The Feasibility of Directly Imaging Nearby Cold Jovian Planets with MIRI/JWST

TL;DR

This study evaluates the potential of JWST's MIRI instrument to directly image nearby cold Jovian exoplanets around M-dwarfs, demonstrating feasible detection strategies and identifying optimal filters and targets.

Contribution

It provides the first detailed simulation-based assessment of JWST/MIRI's capability to detect cold Jovian planets around nearby M-dwarfs, highlighting optimal observational parameters.

Findings

Jupiter-like planets are detectable at 15.5μm around 14 stars in the sample.

Saturn-like planets are detectable at 10.65μm and 11.4μm within 3 parsecs.

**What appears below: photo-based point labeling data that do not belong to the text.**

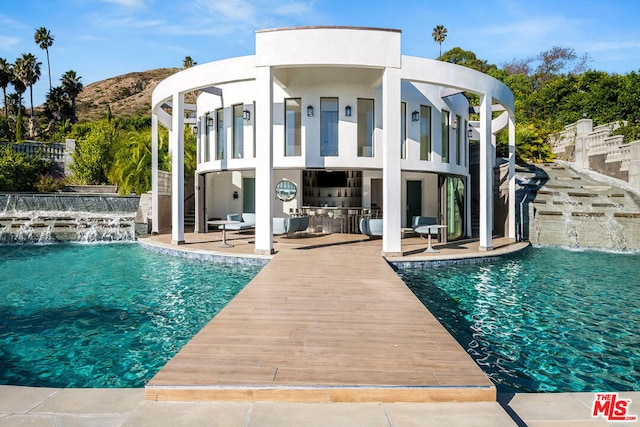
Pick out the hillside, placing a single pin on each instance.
(128, 95)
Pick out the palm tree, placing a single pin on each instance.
(56, 103)
(72, 86)
(439, 34)
(6, 72)
(188, 62)
(44, 39)
(27, 70)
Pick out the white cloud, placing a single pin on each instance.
(127, 3)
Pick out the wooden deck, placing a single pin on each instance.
(326, 320)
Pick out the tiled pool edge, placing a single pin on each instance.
(201, 255)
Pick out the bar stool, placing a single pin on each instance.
(321, 215)
(352, 220)
(312, 220)
(340, 215)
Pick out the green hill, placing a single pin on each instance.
(128, 95)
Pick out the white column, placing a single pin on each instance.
(155, 216)
(486, 175)
(512, 178)
(176, 141)
(263, 119)
(391, 172)
(467, 198)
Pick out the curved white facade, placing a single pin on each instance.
(338, 99)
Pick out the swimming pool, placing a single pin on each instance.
(102, 315)
(544, 320)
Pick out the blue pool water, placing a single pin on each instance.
(545, 320)
(105, 315)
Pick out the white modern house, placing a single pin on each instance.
(337, 119)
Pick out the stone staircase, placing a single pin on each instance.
(578, 209)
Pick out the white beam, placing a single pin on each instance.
(177, 170)
(391, 171)
(264, 161)
(154, 175)
(486, 175)
(512, 178)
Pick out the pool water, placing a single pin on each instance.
(102, 315)
(545, 320)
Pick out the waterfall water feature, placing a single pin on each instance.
(35, 218)
(576, 211)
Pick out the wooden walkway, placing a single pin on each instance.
(323, 323)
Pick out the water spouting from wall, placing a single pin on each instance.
(79, 218)
(574, 210)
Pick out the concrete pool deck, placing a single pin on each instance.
(131, 407)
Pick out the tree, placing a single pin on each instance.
(20, 172)
(56, 103)
(91, 158)
(188, 62)
(439, 34)
(27, 70)
(72, 87)
(44, 39)
(6, 72)
(131, 167)
(466, 58)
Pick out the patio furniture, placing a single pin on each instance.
(428, 230)
(223, 224)
(371, 227)
(243, 221)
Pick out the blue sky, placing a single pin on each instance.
(105, 38)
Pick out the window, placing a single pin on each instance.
(208, 122)
(459, 132)
(220, 134)
(445, 136)
(238, 132)
(328, 126)
(403, 130)
(365, 127)
(292, 127)
(465, 142)
(425, 133)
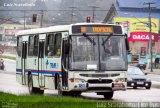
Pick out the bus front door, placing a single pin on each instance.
(41, 64)
(24, 62)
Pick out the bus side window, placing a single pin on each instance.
(19, 46)
(57, 44)
(31, 46)
(49, 45)
(36, 45)
(53, 44)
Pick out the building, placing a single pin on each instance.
(133, 15)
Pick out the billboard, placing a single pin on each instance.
(138, 29)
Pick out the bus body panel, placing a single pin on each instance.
(44, 68)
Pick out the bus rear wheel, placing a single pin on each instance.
(108, 95)
(33, 90)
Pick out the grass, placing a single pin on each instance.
(39, 101)
(8, 57)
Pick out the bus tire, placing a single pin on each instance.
(33, 90)
(108, 95)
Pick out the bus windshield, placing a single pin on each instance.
(98, 53)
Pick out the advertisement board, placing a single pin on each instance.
(138, 28)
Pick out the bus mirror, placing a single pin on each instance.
(67, 47)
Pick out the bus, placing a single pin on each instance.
(73, 59)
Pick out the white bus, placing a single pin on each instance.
(73, 59)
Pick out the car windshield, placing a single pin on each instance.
(97, 53)
(134, 71)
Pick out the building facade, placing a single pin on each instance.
(133, 16)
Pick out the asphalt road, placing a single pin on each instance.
(8, 84)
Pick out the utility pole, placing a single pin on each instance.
(150, 33)
(41, 23)
(24, 20)
(93, 9)
(72, 13)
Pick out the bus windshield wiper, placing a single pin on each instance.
(89, 38)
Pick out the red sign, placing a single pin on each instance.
(142, 37)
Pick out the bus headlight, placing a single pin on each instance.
(121, 80)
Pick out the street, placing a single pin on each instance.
(8, 84)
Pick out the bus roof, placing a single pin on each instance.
(56, 28)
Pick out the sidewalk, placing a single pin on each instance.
(155, 77)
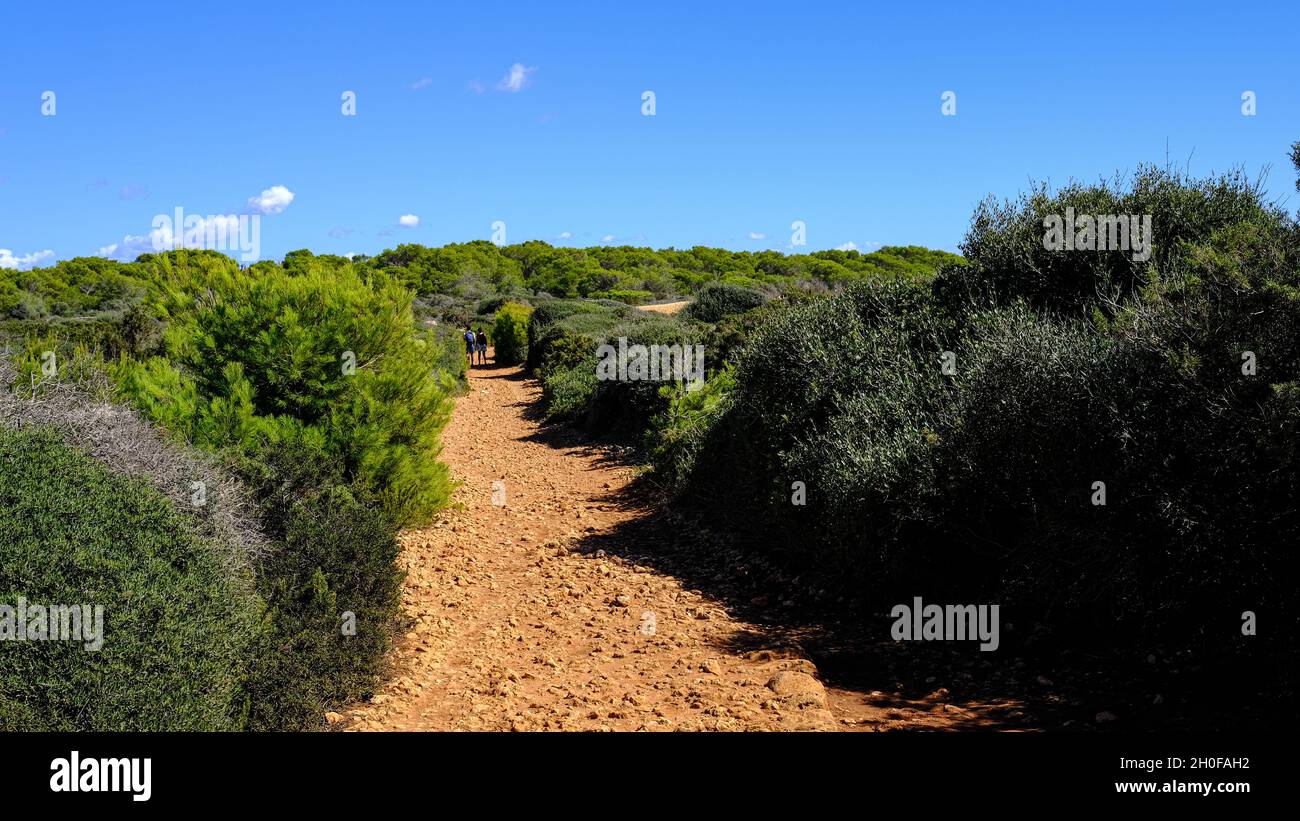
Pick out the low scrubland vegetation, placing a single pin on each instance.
(1109, 454)
(948, 421)
(221, 457)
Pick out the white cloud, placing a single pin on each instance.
(26, 261)
(273, 200)
(516, 79)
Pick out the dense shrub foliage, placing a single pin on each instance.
(715, 302)
(317, 386)
(1175, 383)
(510, 334)
(178, 621)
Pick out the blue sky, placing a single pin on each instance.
(766, 113)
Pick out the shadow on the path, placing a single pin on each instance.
(796, 615)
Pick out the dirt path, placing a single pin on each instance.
(521, 625)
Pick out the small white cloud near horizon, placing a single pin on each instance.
(273, 200)
(26, 261)
(516, 79)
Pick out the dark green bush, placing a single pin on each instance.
(178, 625)
(510, 334)
(715, 302)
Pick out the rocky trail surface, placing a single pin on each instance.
(521, 621)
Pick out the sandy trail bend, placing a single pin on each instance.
(519, 626)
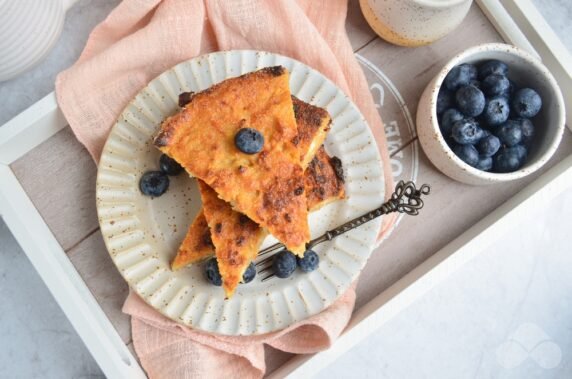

Surveying 27 stars requires less than 170 hours of JWST time.

Abstract

The upcoming launch of the James Webb Space Telescope (JWST) will dramatically increase our understanding of exoplanets, particularly through direct imaging. Microlensing and radial velocity surveys indicate that some M-dwarfs host long period giant planets. Some of these planets will likely be just a few parsecs away and a few AU from their host stars, a parameter space that cannot be probed by existing high-contrast imagers. We studied whether the coronagraphs on the Mid-Infrared Instrument on JWST can detect Jovian-type planets around nearby M-dwarfs. For a sample of 27 very nearby M-dwarfs, we simulated a sample of Saturn--Jupiter-mass planets with three atmospheric configurations, three orbital separations, observed in three different filters. We found that the f1550c $15.5\mu$m filter is best suited for detecting Jupiter-like planets. Jupiter-like planets with patchy cloud cover, 2 AU from their star, are detectable at $15.5\mu$m around 14 stars in our sample, while Jupiters with clearer atmospheres are detectable around all stars in the sample. Saturns were most detectable at 10.65 and $11.4\mu$m (f1065c and f1140c filters), but only with cloud-free atmospheres and within 3 pc (6 stars). Surveying all 27 stars would take $<170$ hours of JWST integration time, or just a few hours for a shorter survey of the most favorable targets. There is one potentially detectable known planet in our sample -- GJ~832~b. Observations aimed at detecting this planet should occur in 2024--2026, when the planet is maximally separated from the star.